According to reports, there is a misunderstanding about Russia's and India's roles. India is claimed to be operating as a subcontractor for Russia. Hasan is also concerned that India, not a signatory to the Nuclear Nonproliferation Treaty, is transferring nuclear technology to Bangladesh, which is unfamiliar with the technology. It poses a variety of serious risks and has far-reaching implications for the region. The lack of regulated safety and security processes limits India's nuclear status.
On purely political considerations, the site at Rooppur, near the Padma river, was chosen by the then Pakistani dictatorship more than 50 years ago (in 1961) for a 10MW prototype nuclear power plant. Despite the lack of a site selection process or an environmental impact study, the present government plans to construct two massive units on the site.
The river Padma has been heavily silted as a result of India withdrawing up to 75 percent of its water during the dry summer months via the Farakka Barrage, which is only 40 km upstream of the proposed site. The remaining water is insufficient to meet even a single unit plant's cooling requirement. This could increase the risk of a nuclear disaster.
When it comes to spent fuel management at the R-NPP site, technical concerns about the storage, transportation and disposal of radioactive material and radioactive waste appear to have been disregarded. Though Russia has agreed to accept the spent fuel, it is unclear how safe the procedures for removing it from reactors and transporting it from Bangladesh to Russia will be, given Dhaka’s lack of transportation infrastructure for high-level radioactive waste.
In addition, wasted fuel will be kept for a long time on site in a properly planned fuel pond.
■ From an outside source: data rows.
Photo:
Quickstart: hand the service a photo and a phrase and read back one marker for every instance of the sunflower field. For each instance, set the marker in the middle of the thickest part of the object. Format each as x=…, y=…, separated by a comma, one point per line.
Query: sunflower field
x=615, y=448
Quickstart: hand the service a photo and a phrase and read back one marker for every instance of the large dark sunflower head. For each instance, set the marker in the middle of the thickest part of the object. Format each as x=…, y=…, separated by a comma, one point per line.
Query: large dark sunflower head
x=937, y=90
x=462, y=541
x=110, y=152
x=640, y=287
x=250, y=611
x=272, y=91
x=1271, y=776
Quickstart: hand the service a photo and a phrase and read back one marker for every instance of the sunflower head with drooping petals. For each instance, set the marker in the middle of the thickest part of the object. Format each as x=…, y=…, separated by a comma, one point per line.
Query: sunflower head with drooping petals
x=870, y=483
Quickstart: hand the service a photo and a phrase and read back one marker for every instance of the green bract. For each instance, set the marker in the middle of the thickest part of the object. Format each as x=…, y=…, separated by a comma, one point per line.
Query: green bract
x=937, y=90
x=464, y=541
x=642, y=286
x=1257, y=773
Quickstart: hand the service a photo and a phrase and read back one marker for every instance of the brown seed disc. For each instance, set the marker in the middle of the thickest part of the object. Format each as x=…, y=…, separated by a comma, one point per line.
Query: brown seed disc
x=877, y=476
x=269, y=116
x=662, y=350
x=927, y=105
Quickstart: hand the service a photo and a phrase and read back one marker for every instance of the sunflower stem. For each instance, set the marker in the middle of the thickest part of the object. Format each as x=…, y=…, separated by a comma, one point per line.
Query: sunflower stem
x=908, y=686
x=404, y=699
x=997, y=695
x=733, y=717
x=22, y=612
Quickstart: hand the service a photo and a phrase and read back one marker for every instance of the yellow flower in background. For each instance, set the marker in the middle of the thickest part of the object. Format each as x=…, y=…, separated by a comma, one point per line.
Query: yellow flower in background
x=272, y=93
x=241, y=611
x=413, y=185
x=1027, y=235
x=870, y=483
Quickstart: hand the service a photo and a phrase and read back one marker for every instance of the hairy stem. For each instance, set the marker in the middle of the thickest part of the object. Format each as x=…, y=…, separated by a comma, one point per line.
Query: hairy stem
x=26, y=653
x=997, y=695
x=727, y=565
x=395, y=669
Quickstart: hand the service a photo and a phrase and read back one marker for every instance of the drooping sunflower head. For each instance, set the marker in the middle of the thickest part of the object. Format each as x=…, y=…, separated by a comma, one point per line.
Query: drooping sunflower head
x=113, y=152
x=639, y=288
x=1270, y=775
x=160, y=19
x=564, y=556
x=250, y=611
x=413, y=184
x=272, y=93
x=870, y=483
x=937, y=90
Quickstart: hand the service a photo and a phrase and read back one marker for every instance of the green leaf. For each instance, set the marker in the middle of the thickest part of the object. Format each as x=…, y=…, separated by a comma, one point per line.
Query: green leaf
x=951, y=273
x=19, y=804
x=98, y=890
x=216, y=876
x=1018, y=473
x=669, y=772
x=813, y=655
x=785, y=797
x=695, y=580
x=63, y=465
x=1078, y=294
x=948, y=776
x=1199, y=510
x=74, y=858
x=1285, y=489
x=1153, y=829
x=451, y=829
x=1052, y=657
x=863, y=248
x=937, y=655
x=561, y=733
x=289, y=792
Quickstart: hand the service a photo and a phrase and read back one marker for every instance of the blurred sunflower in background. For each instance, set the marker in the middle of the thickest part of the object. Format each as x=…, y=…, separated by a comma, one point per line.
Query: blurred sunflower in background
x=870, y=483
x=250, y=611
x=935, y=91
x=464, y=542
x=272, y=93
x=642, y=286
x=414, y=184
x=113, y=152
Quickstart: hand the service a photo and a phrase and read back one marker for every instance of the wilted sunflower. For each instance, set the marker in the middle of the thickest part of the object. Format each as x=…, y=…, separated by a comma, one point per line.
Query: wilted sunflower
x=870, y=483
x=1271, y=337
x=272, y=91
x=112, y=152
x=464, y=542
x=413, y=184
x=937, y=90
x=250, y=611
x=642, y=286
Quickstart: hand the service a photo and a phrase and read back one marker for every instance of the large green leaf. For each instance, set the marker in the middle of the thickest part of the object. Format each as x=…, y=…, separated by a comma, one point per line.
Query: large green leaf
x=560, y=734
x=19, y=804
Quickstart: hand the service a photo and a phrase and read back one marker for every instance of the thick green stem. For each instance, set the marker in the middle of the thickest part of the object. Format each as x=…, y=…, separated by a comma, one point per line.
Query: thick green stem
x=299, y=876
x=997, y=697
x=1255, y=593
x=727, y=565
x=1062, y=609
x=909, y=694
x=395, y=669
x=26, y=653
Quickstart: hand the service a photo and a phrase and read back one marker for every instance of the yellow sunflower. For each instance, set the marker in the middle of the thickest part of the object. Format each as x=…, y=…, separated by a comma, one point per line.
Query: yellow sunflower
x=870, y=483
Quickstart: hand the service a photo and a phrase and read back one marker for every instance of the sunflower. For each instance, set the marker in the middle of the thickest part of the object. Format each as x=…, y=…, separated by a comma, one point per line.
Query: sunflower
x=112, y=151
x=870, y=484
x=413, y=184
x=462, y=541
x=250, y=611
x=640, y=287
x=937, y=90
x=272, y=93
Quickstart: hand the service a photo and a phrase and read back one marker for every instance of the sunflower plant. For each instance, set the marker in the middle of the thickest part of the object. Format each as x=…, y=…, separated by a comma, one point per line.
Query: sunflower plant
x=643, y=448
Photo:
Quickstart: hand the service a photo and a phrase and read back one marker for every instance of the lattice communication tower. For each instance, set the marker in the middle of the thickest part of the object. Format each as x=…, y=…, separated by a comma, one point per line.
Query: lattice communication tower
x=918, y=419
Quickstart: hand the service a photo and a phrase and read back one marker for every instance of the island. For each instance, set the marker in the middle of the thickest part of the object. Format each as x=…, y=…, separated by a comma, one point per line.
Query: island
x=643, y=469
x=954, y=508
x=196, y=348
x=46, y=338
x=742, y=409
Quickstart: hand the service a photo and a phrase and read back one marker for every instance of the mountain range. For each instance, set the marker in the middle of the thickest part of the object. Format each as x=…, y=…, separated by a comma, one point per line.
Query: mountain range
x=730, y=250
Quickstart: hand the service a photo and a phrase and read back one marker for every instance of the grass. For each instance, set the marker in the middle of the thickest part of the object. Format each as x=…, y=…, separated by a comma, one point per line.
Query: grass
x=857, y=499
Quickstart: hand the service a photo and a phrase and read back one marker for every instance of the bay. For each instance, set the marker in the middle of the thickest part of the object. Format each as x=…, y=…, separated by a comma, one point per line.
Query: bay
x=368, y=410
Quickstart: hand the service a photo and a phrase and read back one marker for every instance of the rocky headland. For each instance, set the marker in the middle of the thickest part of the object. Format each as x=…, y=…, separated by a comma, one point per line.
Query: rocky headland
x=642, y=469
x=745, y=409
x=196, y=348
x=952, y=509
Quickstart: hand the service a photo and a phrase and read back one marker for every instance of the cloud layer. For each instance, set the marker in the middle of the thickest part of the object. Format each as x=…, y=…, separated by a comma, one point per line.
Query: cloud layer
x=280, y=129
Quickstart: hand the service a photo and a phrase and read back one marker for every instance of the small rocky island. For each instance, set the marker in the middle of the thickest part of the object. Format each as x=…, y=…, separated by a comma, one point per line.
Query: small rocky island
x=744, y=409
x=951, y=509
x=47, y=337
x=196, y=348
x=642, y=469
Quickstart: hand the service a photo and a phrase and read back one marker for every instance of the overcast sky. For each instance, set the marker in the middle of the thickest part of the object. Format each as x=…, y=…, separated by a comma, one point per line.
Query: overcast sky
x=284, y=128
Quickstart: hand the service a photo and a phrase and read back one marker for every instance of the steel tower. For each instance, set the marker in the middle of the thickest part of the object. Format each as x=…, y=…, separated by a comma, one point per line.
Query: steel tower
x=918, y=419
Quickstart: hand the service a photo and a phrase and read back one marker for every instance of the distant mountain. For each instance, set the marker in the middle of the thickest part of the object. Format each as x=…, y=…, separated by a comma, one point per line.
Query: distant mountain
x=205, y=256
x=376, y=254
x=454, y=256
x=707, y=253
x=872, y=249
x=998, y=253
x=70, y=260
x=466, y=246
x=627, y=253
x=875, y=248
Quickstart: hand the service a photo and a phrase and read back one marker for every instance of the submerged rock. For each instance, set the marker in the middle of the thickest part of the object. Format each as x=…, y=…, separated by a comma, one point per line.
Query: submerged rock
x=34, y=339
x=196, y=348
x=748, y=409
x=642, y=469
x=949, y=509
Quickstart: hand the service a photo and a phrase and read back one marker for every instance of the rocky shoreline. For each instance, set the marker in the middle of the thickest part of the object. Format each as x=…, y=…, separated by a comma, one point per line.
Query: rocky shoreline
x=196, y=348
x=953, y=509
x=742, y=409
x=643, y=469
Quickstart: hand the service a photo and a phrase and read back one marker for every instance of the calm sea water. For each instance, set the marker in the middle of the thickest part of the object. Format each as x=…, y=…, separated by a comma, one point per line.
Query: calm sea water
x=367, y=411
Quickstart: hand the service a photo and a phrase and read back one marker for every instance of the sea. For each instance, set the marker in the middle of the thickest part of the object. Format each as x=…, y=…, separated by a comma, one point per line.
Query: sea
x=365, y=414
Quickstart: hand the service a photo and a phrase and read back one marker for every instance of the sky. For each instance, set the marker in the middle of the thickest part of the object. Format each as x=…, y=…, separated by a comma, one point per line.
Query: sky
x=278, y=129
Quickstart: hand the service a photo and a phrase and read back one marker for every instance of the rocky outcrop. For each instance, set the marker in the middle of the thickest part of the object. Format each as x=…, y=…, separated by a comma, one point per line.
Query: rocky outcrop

Given the tiny size of the R-NPP site, the question arises as to whether it has the capacity to store spent fuel for the duration until it is taken to Russia.
The legal status of the contract between Bangladesh and Russia stipulates that in the event the plant is mothballed, cancelled or accidentally destroyed, Dhaka must repay the loan with interest. In this case, it is impossible to dispute that the risk is large, and the contract is harmful to Bangladesh.
The unpleasant reality is that man-made disasters rarely result in compensation litigation in the 'Third World'. In order to guide future energy production in a safe manner, Bangladesh needs a comprehensive law on nuclear power generation. The government should develop clear rules for dealing with the repercussions of nuclear safety regulations and liability limitations.